こんにちは「つけらっとゲームス」プログラム担当のとちです。

※この記事は「ゲーム開発の道標(企画から完成まで)」の「その4」に当たります。前回までの記事を読んでいない方は「まとめ」👇からどうぞ!

前回の「その3」ではゲームに登場させる各種情報を収集し精査しました。これまでも何度か書いてますが、わたしは歴史の専門家ではありません。小さな開発規模でゲームを作っていますので、歴史の先生に時代考証してもらうようなお金もありません。

自分たちで何とかするといっても戦国期の津軽の情報は「南部家」と「津軽家」の正統性アピール合戦でお互いの主張が食い違います。なので少し調べると出てくるような情報からイメージできるモノを採用しています。

今回は「採用した情報」を「ゲームシステムに必要なモノ」を描いて貰うべくグラフィック担当にバトンタッチする際のお話となります。

プログラマと同様にパソコンに向かってする作業ですが、やっぱり違いますよね…


武将グラ制作の情報を引き継ぎ

後に「津軽為信統一記」と名付けられるゲームの主役は「津軽為信」です。その「為信はどんな人なのか?」をチーム内で共有できるように様々な資料を作りました。

大浦(津軽)為信の出自相関図

津軽と名乗るのは、南部氏からの津軽独立や津軽統治の正当性アピールだったりするので、当初は家督を引き継いだ大浦姓を名乗っていた為信。

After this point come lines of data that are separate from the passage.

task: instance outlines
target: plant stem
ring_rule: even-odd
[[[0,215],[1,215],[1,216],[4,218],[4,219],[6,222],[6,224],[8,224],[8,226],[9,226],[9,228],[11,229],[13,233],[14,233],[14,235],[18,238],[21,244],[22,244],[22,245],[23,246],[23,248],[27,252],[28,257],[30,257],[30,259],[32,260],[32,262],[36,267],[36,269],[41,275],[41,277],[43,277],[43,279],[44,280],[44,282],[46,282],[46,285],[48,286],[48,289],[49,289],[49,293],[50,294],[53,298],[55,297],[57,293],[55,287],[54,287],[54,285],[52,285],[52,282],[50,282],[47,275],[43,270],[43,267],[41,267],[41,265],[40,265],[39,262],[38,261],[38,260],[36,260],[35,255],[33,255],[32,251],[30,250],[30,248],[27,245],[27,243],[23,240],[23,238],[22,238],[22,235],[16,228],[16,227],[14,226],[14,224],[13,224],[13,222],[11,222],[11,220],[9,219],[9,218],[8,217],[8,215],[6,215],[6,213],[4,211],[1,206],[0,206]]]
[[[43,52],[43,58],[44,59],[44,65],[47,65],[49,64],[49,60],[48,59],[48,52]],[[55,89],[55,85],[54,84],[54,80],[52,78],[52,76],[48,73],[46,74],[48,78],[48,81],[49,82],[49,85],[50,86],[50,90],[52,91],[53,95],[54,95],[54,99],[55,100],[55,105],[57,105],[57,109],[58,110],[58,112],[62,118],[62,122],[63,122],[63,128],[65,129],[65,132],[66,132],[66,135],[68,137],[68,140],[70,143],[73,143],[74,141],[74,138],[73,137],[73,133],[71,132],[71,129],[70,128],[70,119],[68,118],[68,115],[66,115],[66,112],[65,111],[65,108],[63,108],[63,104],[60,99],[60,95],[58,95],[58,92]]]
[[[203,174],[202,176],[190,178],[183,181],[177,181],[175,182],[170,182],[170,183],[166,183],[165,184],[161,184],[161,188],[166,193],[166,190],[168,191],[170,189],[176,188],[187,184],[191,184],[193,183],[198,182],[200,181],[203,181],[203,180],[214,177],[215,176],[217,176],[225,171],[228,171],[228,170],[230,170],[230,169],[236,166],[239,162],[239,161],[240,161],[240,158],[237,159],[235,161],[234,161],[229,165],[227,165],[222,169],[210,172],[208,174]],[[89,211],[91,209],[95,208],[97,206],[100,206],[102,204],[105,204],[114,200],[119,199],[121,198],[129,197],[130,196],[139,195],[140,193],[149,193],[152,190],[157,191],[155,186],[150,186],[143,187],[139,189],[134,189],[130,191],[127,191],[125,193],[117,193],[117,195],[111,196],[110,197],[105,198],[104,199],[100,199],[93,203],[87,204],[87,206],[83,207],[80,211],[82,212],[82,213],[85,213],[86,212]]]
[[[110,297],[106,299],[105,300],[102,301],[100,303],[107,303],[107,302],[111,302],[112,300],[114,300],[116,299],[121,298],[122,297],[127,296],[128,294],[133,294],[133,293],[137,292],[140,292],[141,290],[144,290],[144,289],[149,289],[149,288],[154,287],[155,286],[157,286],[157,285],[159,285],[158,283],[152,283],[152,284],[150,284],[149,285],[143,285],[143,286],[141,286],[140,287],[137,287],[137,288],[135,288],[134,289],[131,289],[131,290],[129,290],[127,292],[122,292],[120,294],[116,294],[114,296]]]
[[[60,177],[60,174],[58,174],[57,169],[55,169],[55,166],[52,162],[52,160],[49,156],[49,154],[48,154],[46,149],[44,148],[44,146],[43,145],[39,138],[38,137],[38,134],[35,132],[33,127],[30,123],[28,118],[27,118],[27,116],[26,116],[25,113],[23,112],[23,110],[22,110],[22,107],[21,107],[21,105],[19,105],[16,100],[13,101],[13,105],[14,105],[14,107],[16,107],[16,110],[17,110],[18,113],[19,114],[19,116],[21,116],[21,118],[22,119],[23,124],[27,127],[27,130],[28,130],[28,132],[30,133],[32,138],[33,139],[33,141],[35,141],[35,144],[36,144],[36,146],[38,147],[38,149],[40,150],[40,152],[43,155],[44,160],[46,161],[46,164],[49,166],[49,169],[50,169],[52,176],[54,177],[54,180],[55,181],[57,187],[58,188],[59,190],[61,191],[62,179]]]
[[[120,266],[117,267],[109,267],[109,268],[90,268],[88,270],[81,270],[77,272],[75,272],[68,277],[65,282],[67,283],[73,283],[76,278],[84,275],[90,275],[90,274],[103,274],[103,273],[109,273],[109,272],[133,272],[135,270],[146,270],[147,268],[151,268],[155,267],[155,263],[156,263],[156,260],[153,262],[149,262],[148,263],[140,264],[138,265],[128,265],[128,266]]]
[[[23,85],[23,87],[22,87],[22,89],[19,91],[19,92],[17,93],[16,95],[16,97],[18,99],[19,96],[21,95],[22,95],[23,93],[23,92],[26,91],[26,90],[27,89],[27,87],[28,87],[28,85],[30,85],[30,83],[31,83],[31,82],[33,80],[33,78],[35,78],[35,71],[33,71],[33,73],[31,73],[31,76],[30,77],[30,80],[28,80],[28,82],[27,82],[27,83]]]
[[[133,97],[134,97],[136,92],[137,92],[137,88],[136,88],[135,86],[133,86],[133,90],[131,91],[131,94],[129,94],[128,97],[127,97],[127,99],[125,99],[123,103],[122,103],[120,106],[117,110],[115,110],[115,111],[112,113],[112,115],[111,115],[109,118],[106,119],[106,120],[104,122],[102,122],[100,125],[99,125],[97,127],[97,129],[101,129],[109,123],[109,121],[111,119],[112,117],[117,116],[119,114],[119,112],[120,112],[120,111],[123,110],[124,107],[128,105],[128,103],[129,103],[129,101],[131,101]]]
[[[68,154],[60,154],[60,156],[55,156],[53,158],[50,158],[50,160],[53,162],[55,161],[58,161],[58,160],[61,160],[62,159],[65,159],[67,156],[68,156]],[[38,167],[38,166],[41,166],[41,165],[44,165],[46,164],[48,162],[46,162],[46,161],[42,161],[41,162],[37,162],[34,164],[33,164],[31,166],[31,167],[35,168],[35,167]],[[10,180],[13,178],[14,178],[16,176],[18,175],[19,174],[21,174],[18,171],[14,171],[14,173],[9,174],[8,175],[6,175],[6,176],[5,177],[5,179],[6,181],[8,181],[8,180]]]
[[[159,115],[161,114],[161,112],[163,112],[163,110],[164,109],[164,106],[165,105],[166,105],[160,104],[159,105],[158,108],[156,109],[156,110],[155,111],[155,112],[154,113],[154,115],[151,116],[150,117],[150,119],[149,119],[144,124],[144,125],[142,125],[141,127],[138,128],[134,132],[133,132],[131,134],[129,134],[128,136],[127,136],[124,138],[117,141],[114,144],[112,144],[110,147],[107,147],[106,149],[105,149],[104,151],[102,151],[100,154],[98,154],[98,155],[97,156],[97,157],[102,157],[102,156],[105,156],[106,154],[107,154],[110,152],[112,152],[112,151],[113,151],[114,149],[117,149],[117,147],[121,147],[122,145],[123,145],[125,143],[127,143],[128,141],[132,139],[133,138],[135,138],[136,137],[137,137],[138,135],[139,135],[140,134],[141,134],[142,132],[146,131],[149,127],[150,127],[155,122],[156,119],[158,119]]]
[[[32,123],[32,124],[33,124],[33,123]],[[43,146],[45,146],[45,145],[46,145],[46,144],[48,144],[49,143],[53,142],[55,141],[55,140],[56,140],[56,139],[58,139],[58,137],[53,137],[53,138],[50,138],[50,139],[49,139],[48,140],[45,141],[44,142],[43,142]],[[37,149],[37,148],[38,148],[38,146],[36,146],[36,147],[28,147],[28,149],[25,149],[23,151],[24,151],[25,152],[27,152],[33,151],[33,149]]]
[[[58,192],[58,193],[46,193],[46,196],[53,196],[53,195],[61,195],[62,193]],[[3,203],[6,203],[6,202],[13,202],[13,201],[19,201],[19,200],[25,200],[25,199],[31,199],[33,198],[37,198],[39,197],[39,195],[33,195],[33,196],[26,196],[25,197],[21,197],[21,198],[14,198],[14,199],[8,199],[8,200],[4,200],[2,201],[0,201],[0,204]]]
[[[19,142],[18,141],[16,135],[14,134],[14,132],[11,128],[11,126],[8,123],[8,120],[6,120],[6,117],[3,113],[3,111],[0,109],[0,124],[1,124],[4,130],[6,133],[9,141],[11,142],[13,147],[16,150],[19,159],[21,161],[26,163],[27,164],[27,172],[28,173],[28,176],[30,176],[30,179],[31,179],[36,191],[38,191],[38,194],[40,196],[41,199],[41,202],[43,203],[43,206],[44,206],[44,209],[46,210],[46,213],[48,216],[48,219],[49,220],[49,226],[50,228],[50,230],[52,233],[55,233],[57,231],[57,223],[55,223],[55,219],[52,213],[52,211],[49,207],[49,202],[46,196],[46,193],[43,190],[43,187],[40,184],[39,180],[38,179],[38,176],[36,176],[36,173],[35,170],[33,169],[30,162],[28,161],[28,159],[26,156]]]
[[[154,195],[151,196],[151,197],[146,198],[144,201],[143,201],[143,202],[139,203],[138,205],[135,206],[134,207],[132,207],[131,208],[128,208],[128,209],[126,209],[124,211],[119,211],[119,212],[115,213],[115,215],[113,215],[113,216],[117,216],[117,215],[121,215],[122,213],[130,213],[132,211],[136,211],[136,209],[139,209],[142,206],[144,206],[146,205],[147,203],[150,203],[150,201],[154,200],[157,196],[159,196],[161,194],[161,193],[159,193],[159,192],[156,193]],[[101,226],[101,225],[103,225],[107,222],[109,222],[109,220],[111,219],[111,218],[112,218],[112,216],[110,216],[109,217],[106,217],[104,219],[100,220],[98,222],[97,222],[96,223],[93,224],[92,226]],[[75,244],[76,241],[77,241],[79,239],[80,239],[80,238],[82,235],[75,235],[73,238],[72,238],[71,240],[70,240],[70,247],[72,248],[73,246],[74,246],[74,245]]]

「南部家からの独立を果たす」とは言っても、そもそも南部家とはどんな繋がりだったのか? 諸説ありの微妙さ具合ですが、このゲームではこの説で行く……それをまとめた資料となります。

大浦(津軽)為信の出自相関図

為信が津軽地方で活動を始めた頃の南部家の当主は南部晴政。ゲームに登場する南部(石川)信直との関係悪化が原因で、実は為信勢力に力を貸していたという話もチラホラ見えたりしますが、ゲーム内ではそこまで詳しく語らないことに……複雑すぎる。

大浦(津軽)為信の勢力遷移表

こちらの表は為信が「どうやって勢力を拡大していったのか?」をまとめたモノです。これも諸説ありなんですけど、とりあえずはこの表を軸にして作業を進めていきます。

侵攻(解放)順序をわかる範囲で… 勢力遷移表

表の中で城主(城代)を気にしているのは武将札を増やすべきか迷っていたからです。重要な役割を果たした武将はなるべく登場させたいですからね。

城郭候補の位置関係図

こちらは武将のグラフィックとは直接関係ないですが、ゲームの舞台となる津軽地方の城郭の位置を表したモノです。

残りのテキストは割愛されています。